The Aston Martin One-77, which gets part of its name from the fact that only 77 will be built, sports a 7.3-liter V-12 engine, a top speed over 200 miles per hour and a 0 to 60 mph time of 3.5 seconds. Though Aston Martin has been somewhat elusive with setting a specific price, industry estimates put it at $1.7 million. Hoping to break into this high-rolling marketplace, DiMora Motorcar is crafting the Natalia SLS 2, a hand-built, 16-cylinder, $2 million luxury sedan. The prototype, currently under construction, will be crammed with features one might expect from a James Bond movie or an old episode of "Knight Rider." A V16 engine will produce 1,200 horsepower. Clemson University's International Center for Automotive Research is collaborating with the Palm Springs, Calif.-based company to design an automotive suspension system that can handle speeds in excess of 240 mph. An optional thermo-chromatic paint job will provide a chameleon-like ability to "change from black or blue when it's cool outside, to white when it's hot." The car's interior can be kept either cool or warm for hours, even with the engine off. Beverage holders will heat or cool drinks. To accommodate the handicapped, the front passenger seat can slide to the right, rotate 90 degrees and lower someone to the ground.
The Natalia will incorporate night vision in its heads-up windshield display, and external cameras will help eliminate blind spots. The headlights will house small video screens and a projector that can stream movies from the car's DVD player, satellite TV or live video coming from any of the automobile's cameras.

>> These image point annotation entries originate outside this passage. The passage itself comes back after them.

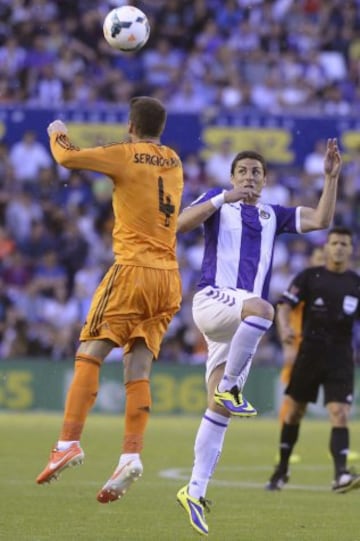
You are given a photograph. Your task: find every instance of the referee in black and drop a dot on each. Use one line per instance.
(331, 297)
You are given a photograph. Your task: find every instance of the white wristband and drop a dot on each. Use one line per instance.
(218, 200)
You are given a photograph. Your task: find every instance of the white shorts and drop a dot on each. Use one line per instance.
(217, 314)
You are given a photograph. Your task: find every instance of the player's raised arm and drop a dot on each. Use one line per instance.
(193, 216)
(321, 217)
(68, 155)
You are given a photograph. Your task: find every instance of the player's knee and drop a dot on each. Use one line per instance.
(258, 307)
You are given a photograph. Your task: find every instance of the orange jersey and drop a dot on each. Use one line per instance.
(295, 322)
(148, 185)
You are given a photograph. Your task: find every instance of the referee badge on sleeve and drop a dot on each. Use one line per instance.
(350, 304)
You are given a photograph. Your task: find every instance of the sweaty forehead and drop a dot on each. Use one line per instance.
(248, 163)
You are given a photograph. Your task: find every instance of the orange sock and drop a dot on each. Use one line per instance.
(138, 403)
(81, 396)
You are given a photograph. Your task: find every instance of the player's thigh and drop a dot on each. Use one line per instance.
(218, 352)
(340, 376)
(130, 299)
(306, 376)
(217, 311)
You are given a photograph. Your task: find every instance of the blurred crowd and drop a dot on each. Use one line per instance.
(203, 55)
(275, 55)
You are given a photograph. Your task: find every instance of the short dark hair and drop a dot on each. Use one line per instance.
(253, 155)
(148, 116)
(340, 230)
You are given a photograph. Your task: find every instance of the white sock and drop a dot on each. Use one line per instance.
(208, 446)
(242, 349)
(65, 445)
(125, 457)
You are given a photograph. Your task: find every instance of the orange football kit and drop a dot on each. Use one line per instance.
(148, 184)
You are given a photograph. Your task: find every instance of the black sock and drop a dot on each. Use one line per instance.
(288, 438)
(339, 446)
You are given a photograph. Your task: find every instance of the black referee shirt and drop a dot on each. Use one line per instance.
(331, 303)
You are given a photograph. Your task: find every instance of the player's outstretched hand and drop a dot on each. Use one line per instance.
(56, 126)
(332, 160)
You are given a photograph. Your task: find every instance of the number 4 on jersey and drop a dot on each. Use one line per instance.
(165, 204)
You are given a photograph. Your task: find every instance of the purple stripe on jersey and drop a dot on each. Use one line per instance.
(266, 286)
(208, 268)
(254, 325)
(250, 247)
(214, 422)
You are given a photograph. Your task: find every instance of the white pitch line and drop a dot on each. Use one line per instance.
(183, 474)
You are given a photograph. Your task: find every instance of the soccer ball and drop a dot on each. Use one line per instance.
(126, 28)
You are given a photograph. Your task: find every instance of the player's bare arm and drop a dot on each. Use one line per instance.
(322, 216)
(192, 217)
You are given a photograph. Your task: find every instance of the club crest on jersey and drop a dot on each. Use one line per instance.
(350, 304)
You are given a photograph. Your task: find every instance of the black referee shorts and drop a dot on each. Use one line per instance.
(330, 365)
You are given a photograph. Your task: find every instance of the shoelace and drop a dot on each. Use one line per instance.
(205, 503)
(236, 393)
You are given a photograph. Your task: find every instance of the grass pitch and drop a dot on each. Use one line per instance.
(242, 510)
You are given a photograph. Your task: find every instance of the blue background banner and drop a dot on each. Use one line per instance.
(284, 140)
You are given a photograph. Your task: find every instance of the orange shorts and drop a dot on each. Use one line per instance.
(133, 302)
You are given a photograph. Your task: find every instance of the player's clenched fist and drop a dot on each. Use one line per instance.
(56, 126)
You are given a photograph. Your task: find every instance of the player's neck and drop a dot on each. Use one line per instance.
(336, 267)
(136, 139)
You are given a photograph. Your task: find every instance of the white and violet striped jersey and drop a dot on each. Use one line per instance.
(239, 243)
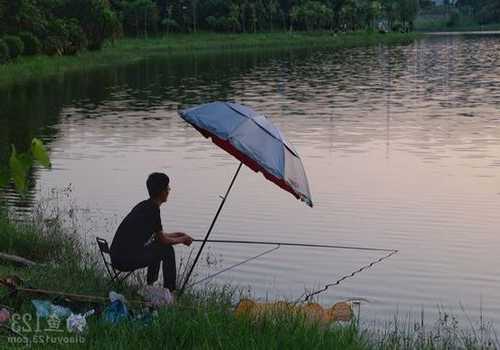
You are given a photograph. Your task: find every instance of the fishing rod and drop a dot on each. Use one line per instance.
(306, 296)
(235, 265)
(297, 245)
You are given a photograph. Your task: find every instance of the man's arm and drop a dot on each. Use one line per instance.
(173, 238)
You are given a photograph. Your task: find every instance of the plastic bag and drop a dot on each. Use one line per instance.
(157, 296)
(77, 323)
(116, 312)
(4, 315)
(45, 308)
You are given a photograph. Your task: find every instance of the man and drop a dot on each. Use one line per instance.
(140, 241)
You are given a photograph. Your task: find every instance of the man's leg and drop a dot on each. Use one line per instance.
(166, 255)
(151, 256)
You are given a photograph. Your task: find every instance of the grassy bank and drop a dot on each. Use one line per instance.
(441, 25)
(204, 320)
(126, 51)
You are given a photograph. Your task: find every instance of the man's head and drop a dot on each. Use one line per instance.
(158, 187)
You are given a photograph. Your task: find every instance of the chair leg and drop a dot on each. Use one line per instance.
(121, 279)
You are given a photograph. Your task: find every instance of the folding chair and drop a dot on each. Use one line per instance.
(115, 275)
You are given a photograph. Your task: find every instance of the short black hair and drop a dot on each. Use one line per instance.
(156, 183)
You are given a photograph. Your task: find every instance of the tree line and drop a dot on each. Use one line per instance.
(483, 11)
(60, 27)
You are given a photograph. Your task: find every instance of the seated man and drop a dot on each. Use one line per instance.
(140, 240)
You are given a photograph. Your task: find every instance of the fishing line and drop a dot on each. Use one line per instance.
(298, 245)
(306, 296)
(235, 265)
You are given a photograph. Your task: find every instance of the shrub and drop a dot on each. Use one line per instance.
(4, 52)
(32, 45)
(57, 38)
(76, 38)
(15, 44)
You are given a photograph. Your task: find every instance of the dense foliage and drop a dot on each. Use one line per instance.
(483, 11)
(67, 26)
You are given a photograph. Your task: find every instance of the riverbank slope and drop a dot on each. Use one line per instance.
(125, 51)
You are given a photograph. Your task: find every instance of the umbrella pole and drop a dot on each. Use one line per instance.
(209, 231)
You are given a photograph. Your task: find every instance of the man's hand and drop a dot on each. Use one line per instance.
(186, 239)
(176, 238)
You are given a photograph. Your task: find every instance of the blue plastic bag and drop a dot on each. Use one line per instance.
(116, 312)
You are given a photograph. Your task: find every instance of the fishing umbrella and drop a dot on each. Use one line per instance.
(252, 139)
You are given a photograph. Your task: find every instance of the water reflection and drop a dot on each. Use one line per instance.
(401, 145)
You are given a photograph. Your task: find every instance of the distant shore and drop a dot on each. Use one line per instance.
(125, 51)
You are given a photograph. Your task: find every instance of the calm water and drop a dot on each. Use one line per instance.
(401, 146)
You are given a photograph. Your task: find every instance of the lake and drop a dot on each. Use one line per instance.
(401, 145)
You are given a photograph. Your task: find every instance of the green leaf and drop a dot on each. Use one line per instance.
(4, 177)
(18, 170)
(40, 153)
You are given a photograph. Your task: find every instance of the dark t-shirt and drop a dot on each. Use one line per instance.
(136, 229)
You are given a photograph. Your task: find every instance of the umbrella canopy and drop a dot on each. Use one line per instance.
(255, 141)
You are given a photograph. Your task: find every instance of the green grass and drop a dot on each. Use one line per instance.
(465, 24)
(199, 320)
(126, 51)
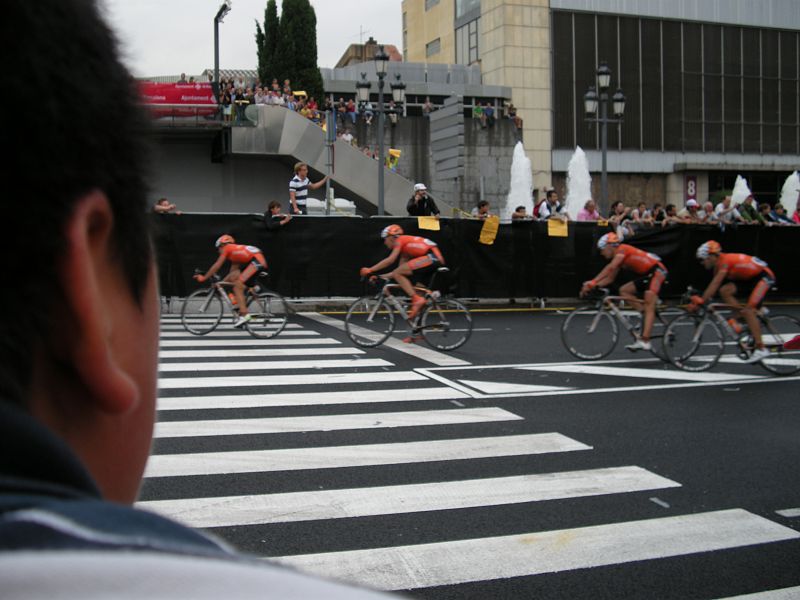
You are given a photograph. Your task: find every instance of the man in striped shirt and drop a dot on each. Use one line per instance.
(298, 189)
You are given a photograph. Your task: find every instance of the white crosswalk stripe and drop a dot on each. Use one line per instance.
(346, 410)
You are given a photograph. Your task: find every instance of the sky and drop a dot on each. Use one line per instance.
(170, 37)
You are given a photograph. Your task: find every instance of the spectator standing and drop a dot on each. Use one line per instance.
(274, 219)
(477, 113)
(749, 211)
(488, 114)
(551, 207)
(421, 204)
(690, 213)
(482, 210)
(298, 189)
(427, 107)
(589, 211)
(727, 214)
(520, 214)
(164, 206)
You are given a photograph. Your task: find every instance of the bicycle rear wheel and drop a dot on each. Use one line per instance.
(269, 314)
(446, 324)
(201, 311)
(369, 321)
(657, 336)
(589, 333)
(776, 331)
(693, 343)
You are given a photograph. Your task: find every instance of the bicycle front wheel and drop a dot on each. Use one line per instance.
(268, 314)
(589, 334)
(693, 343)
(776, 331)
(201, 311)
(369, 321)
(446, 324)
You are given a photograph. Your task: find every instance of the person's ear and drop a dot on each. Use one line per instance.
(96, 297)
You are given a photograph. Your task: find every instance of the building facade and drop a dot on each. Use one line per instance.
(712, 87)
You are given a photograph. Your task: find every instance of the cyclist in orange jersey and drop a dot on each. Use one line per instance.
(651, 274)
(416, 254)
(750, 272)
(238, 255)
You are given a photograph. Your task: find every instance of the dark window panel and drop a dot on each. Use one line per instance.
(751, 45)
(651, 84)
(733, 137)
(788, 55)
(752, 138)
(630, 82)
(770, 133)
(712, 49)
(563, 108)
(732, 49)
(585, 75)
(673, 87)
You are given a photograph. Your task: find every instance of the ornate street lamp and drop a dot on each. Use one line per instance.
(591, 101)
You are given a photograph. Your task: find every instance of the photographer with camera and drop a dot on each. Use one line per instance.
(421, 205)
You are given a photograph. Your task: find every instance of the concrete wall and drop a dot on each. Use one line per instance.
(184, 173)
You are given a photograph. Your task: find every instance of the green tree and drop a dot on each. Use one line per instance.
(267, 42)
(296, 52)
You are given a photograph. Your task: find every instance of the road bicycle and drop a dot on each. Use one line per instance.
(444, 323)
(204, 309)
(592, 331)
(695, 341)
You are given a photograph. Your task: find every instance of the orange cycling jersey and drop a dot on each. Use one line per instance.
(412, 246)
(638, 261)
(740, 267)
(241, 254)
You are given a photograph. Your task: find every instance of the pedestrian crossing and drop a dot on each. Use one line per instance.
(257, 438)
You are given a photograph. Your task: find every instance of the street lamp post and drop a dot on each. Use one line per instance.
(224, 9)
(398, 95)
(591, 100)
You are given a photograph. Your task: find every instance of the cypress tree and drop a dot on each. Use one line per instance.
(266, 43)
(296, 53)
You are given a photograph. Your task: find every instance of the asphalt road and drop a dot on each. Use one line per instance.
(506, 469)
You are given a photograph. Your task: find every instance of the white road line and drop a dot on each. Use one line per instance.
(447, 563)
(234, 333)
(622, 371)
(180, 327)
(310, 398)
(495, 387)
(274, 365)
(399, 499)
(333, 457)
(201, 341)
(792, 593)
(418, 418)
(432, 356)
(173, 383)
(258, 353)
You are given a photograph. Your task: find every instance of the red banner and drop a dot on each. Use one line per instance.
(159, 96)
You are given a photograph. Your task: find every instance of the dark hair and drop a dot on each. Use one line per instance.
(91, 135)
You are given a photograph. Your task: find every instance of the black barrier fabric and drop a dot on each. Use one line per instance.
(321, 256)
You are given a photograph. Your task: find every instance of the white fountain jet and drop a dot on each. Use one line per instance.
(579, 183)
(789, 192)
(740, 191)
(519, 193)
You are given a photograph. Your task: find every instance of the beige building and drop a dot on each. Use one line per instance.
(711, 86)
(510, 40)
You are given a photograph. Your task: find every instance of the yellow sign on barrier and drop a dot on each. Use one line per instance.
(557, 228)
(429, 223)
(489, 230)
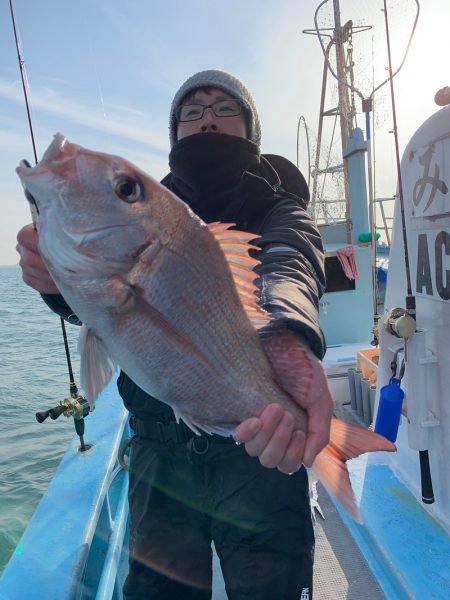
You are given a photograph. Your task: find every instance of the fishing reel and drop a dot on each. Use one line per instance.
(400, 323)
(76, 406)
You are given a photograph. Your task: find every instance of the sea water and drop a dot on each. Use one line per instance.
(33, 377)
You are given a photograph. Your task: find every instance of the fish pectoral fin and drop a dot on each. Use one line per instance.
(96, 366)
(346, 441)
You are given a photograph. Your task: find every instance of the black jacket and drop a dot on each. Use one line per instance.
(271, 202)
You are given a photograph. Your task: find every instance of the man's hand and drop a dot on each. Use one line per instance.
(271, 436)
(34, 272)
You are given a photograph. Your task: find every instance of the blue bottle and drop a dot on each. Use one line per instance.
(390, 409)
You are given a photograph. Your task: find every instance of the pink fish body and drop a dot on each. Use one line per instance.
(171, 301)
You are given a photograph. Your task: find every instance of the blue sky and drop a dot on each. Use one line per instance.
(104, 73)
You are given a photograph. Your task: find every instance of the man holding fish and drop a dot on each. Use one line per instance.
(269, 390)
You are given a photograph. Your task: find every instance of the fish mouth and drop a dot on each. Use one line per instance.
(58, 157)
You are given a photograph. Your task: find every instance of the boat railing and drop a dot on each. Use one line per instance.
(56, 551)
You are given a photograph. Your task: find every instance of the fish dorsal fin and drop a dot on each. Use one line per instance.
(235, 246)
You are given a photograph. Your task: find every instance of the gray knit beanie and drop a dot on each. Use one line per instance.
(223, 81)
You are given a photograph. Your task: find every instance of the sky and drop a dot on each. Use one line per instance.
(104, 73)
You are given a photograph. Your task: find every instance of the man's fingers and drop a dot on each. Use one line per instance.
(270, 417)
(293, 457)
(275, 449)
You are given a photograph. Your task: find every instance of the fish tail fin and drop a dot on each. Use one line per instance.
(346, 441)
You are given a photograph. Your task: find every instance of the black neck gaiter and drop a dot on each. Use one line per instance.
(207, 169)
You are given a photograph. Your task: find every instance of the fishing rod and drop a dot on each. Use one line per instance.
(76, 405)
(425, 472)
(367, 107)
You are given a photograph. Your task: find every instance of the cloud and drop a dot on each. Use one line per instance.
(121, 124)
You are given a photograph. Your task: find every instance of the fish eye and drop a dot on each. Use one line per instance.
(128, 189)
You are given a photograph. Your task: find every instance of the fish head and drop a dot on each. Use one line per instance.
(97, 212)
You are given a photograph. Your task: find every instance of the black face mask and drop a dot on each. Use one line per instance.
(207, 169)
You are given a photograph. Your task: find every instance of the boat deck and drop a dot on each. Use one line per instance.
(340, 570)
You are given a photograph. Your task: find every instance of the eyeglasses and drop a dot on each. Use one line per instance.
(222, 108)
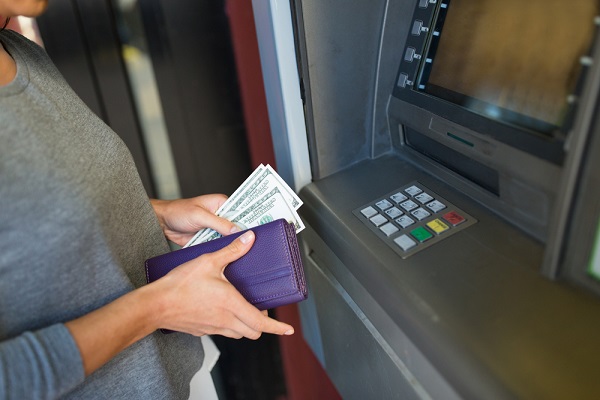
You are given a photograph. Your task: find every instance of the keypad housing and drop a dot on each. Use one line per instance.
(413, 218)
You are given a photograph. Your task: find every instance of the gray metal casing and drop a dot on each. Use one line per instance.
(472, 316)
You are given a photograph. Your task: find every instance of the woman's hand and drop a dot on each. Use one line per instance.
(195, 298)
(198, 299)
(181, 219)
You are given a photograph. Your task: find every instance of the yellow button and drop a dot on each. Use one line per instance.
(437, 226)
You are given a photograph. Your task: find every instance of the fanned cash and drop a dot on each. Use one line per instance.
(263, 197)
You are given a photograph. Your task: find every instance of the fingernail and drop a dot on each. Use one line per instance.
(246, 237)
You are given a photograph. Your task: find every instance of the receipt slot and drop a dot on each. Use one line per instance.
(446, 153)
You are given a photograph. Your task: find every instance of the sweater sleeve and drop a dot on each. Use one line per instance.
(43, 364)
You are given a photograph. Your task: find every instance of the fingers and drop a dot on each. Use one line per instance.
(236, 249)
(221, 225)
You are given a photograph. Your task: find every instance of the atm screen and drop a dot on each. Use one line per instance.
(506, 60)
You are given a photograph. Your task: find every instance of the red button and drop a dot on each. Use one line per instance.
(454, 218)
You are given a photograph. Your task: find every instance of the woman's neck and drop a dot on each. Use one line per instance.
(8, 67)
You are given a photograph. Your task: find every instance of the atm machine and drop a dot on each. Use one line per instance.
(447, 153)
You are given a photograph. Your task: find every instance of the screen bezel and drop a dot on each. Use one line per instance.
(547, 143)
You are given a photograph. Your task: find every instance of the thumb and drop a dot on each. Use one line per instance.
(233, 251)
(219, 224)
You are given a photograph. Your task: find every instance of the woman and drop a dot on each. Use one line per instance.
(76, 319)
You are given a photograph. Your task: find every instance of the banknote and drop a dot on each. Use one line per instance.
(263, 197)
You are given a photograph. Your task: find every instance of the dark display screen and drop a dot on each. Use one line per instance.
(518, 62)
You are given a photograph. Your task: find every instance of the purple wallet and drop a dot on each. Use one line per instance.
(269, 275)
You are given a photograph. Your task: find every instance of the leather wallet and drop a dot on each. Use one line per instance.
(269, 275)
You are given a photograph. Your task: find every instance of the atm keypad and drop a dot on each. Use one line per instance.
(412, 218)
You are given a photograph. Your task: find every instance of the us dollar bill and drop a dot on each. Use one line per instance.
(263, 197)
(270, 207)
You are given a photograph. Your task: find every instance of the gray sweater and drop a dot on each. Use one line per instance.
(75, 228)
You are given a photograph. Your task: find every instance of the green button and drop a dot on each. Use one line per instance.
(421, 234)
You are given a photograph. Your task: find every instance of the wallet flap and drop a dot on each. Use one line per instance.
(269, 275)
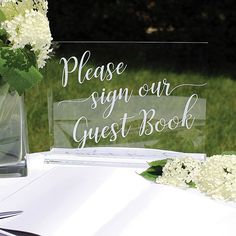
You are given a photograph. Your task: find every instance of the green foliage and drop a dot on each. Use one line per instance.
(219, 93)
(18, 68)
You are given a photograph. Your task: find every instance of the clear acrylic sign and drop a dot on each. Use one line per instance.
(142, 95)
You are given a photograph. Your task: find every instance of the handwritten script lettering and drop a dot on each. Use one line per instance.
(152, 119)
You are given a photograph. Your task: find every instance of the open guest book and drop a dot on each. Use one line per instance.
(126, 103)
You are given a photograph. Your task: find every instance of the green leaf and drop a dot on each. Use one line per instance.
(229, 153)
(158, 163)
(17, 67)
(148, 176)
(2, 16)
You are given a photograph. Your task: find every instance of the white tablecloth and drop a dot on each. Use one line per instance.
(64, 200)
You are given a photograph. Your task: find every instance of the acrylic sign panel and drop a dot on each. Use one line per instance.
(146, 95)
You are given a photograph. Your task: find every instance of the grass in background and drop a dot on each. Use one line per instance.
(220, 94)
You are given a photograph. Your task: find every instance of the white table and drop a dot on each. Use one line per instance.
(64, 200)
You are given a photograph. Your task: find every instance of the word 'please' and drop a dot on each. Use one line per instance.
(103, 72)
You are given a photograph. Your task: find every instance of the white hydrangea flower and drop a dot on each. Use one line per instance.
(217, 177)
(179, 172)
(31, 28)
(11, 8)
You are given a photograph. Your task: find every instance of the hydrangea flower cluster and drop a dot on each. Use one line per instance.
(180, 172)
(217, 177)
(26, 23)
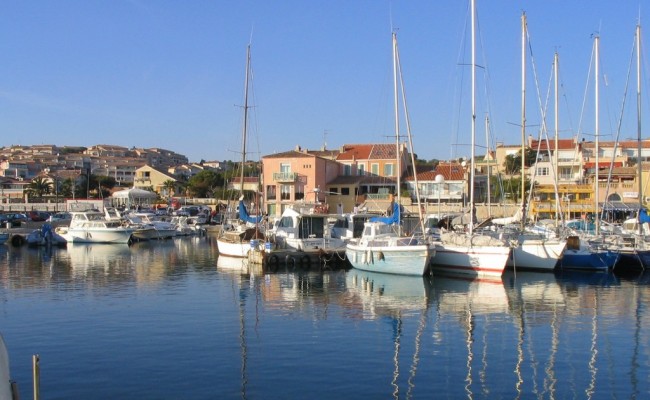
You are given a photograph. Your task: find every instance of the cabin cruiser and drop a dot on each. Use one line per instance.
(45, 236)
(94, 227)
(305, 229)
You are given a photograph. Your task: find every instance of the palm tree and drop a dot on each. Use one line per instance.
(169, 185)
(39, 187)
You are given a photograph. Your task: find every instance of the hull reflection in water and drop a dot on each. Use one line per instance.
(156, 304)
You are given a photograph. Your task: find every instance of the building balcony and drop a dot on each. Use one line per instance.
(285, 176)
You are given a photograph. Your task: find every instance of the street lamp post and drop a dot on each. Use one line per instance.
(439, 180)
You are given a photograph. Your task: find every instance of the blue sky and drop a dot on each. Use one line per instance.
(156, 73)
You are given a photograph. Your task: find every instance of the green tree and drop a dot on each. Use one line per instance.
(204, 184)
(39, 187)
(66, 188)
(512, 162)
(169, 185)
(104, 185)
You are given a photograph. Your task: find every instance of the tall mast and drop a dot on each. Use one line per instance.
(471, 171)
(523, 119)
(489, 159)
(556, 61)
(638, 122)
(396, 101)
(597, 128)
(245, 125)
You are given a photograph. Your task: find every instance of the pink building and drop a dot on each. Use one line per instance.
(296, 175)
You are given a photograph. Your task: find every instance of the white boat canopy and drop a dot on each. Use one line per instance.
(133, 197)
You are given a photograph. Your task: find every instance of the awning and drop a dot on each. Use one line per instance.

Even the horn gets special treatment. San Clemente, Calif.-based Horntones Corp. has partnered to include an MP3-enabled horn that can deliver hundreds of sounds. DiMora Motorcar Chief Executive Officer Alfred DiMora has a long history in the luxury-car space. He was the driving force behind Clenet Coachworks and also headed the Sceptre Motorcar Co. -- its namesake product won the Best-of-Show award at the Los Angeles Auto Show in 1978. For a time, DiMora moved away from the car industry to focus on other efforts in industries ranging from chemical recycling to infomercial production. In 1997, he founded Star Bridge Systems Inc., a company that created a computer platform used by NASA. In designing the Natalia, DiMora says he tapped into the expertise of auto enthusiasts who visit the company's Web site to see status updates and offer suggestions. Though DiMora may be building an online community of followers and contributors, some are expressing more skepticism than enthusiasm. The project, having been floated for several years, has been described by some as "vaporware." DiMora is undeterred and unapologetic, even if he doesn't seem overly concerned about sticking to a production timeline.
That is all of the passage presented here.